Baldemor is in China right now along with four other Filipino painters for the exchange program organized by the Metropolitan Museum and the Bank of China. He already worked with the Chinese artists in their collaboration for Jewelmer. All he was bringing were his brushes and none of his finished works, he informed
In December, he will have another solo exhibit in New York titled “Luzviminda,” showcasing the culture of the three island groups of the Philippines. Last June he mounted his exhibit in Dubai and Abu Dhabi with Islamic Philippines as the theme.
“It’s important to also know the trends so you don’t get stuck to your knowledge. As I said, no one is a master, it is important to learn and share something everyday,” he said.

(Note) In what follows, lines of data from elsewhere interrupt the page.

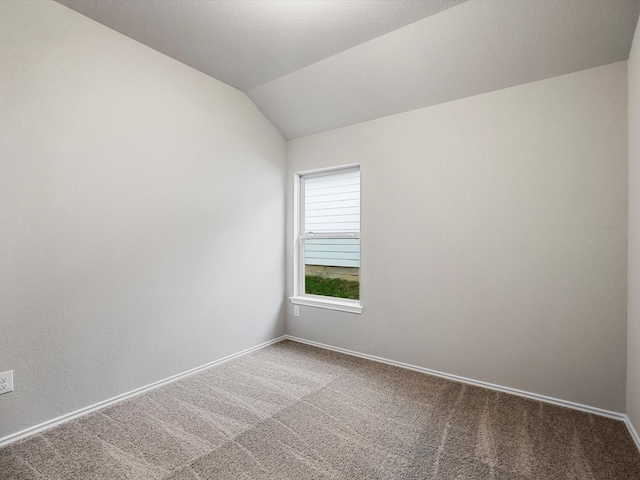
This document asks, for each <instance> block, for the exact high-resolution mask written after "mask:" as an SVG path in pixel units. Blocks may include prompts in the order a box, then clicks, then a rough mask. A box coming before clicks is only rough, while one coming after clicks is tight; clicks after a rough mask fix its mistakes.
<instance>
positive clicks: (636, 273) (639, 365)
mask: <svg viewBox="0 0 640 480" xmlns="http://www.w3.org/2000/svg"><path fill="white" fill-rule="evenodd" d="M628 79H629V273H628V278H629V286H628V289H629V290H628V292H629V300H628V310H629V312H628V317H627V318H628V323H629V324H628V327H627V335H628V344H627V355H628V357H627V415H628V416H629V419H630V420H631V422H632V423H633V425H634V427H635V429H636V431H637V432H640V24H639V26H638V27H637V28H636V36H635V38H634V41H633V46H632V48H631V53H630V55H629V77H628Z"/></svg>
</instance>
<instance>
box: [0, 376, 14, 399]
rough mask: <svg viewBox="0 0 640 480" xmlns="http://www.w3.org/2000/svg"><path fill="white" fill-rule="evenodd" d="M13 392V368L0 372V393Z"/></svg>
mask: <svg viewBox="0 0 640 480" xmlns="http://www.w3.org/2000/svg"><path fill="white" fill-rule="evenodd" d="M9 392H13V370H9V371H8V372H2V373H0V395H2V394H3V393H9Z"/></svg>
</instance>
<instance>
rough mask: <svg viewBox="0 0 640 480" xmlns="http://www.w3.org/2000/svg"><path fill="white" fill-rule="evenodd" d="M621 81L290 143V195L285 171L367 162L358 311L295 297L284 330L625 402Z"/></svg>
mask: <svg viewBox="0 0 640 480" xmlns="http://www.w3.org/2000/svg"><path fill="white" fill-rule="evenodd" d="M626 76H627V70H626V62H621V63H616V64H611V65H608V66H604V67H600V68H595V69H592V70H586V71H582V72H578V73H574V74H570V75H566V76H561V77H556V78H552V79H548V80H544V81H540V82H535V83H530V84H526V85H521V86H518V87H513V88H509V89H505V90H501V91H496V92H492V93H489V94H483V95H479V96H475V97H471V98H466V99H462V100H458V101H454V102H450V103H445V104H441V105H437V106H433V107H429V108H424V109H420V110H415V111H412V112H408V113H403V114H399V115H394V116H391V117H386V118H382V119H379V120H374V121H371V122H367V123H362V124H359V125H355V126H351V127H346V128H341V129H338V130H334V131H330V132H326V133H322V134H318V135H314V136H309V137H305V138H301V139H298V140H294V141H291V142H289V143H288V153H287V155H288V160H287V161H288V167H287V168H288V173H287V177H288V181H289V184H288V192H292V191H293V187H292V181H293V177H294V172H296V171H304V170H309V169H314V168H321V167H328V166H333V165H341V164H352V163H360V164H361V175H362V187H361V188H362V226H361V232H362V263H361V299H362V304H363V306H364V312H363V314H362V315H354V314H348V313H338V312H334V311H330V310H322V309H316V308H311V307H300V311H301V315H300V317H294V316H293V308H292V307H291V305H289V306H288V308H287V332H288V333H289V334H291V335H294V336H298V337H302V338H305V339H308V340H313V341H317V342H322V343H326V344H330V345H334V346H337V347H342V348H347V349H351V350H355V351H359V352H363V353H368V354H373V355H378V356H381V357H386V358H389V359H393V360H397V361H402V362H407V363H410V364H414V365H418V366H423V367H427V368H431V369H435V370H439V371H442V372H447V373H451V374H457V375H461V376H465V377H469V378H472V379H476V380H482V381H487V382H492V383H495V384H499V385H503V386H508V387H512V388H518V389H522V390H525V391H530V392H535V393H538V394H543V395H549V396H552V397H557V398H560V399H564V400H568V401H574V402H578V403H582V404H586V405H590V406H594V407H600V408H604V409H608V410H612V411H616V412H623V411H624V410H625V365H626V315H627V308H626V285H627V116H626V109H627V95H626V91H627V89H626V82H627V80H626ZM291 207H292V205H291V202H289V204H288V216H289V221H288V225H291V223H292V222H291V220H292V219H291ZM287 237H288V255H287V258H289V259H290V258H291V255H292V252H291V245H292V233H291V231H289V234H288V236H287ZM287 271H288V272H290V271H291V268H288V269H287ZM288 292H289V294H291V292H292V284H291V277H290V276H289V277H288Z"/></svg>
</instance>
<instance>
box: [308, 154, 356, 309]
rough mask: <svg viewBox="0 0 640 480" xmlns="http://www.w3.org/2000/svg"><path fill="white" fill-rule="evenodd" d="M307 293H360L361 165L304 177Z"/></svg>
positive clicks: (351, 295) (324, 293)
mask: <svg viewBox="0 0 640 480" xmlns="http://www.w3.org/2000/svg"><path fill="white" fill-rule="evenodd" d="M302 190H303V195H301V198H302V200H303V202H304V205H303V209H302V210H303V222H302V225H303V228H302V229H301V230H302V231H301V241H302V243H303V252H304V279H303V281H304V285H303V286H304V288H301V291H302V292H304V293H305V294H311V295H322V296H327V297H338V298H344V299H351V300H359V298H360V169H359V168H357V167H356V168H350V169H342V170H335V171H331V172H323V173H321V174H314V175H310V176H305V177H302Z"/></svg>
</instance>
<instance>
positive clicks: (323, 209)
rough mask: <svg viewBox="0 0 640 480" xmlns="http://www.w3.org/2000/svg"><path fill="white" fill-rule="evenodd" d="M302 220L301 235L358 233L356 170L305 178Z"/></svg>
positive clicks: (358, 187) (359, 188)
mask: <svg viewBox="0 0 640 480" xmlns="http://www.w3.org/2000/svg"><path fill="white" fill-rule="evenodd" d="M304 219H305V222H304V223H305V225H304V233H326V232H359V231H360V171H355V172H346V173H338V174H331V175H324V176H320V177H310V178H306V179H305V184H304Z"/></svg>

Baldemor first made a mark in the art scene when his mural work “Paete I” won the grand prize in the Art Association of the Philippines Art Competition and Exhibition in 1972. The following year, his mural work “Paete II” won the same prize. That same year, he represented the Philippines in the 14th International Art Exhibition in Paris, France.
Besides oil, acrylic and watercolor, woodcarving and wood sculpture, Baldemor also does ceramics and fine prints.
In 1992, he was one of 13 artists honored by the Cultural Center of the Philippines for his contributions to the country’s heritage. He also holds the distinction as the most traveled Filipino artist doing exhibits and shows or attending symposim and forums on visual arts in more than 50 countries.
With all these, he said, “alam kong may babalikan akong bayan.”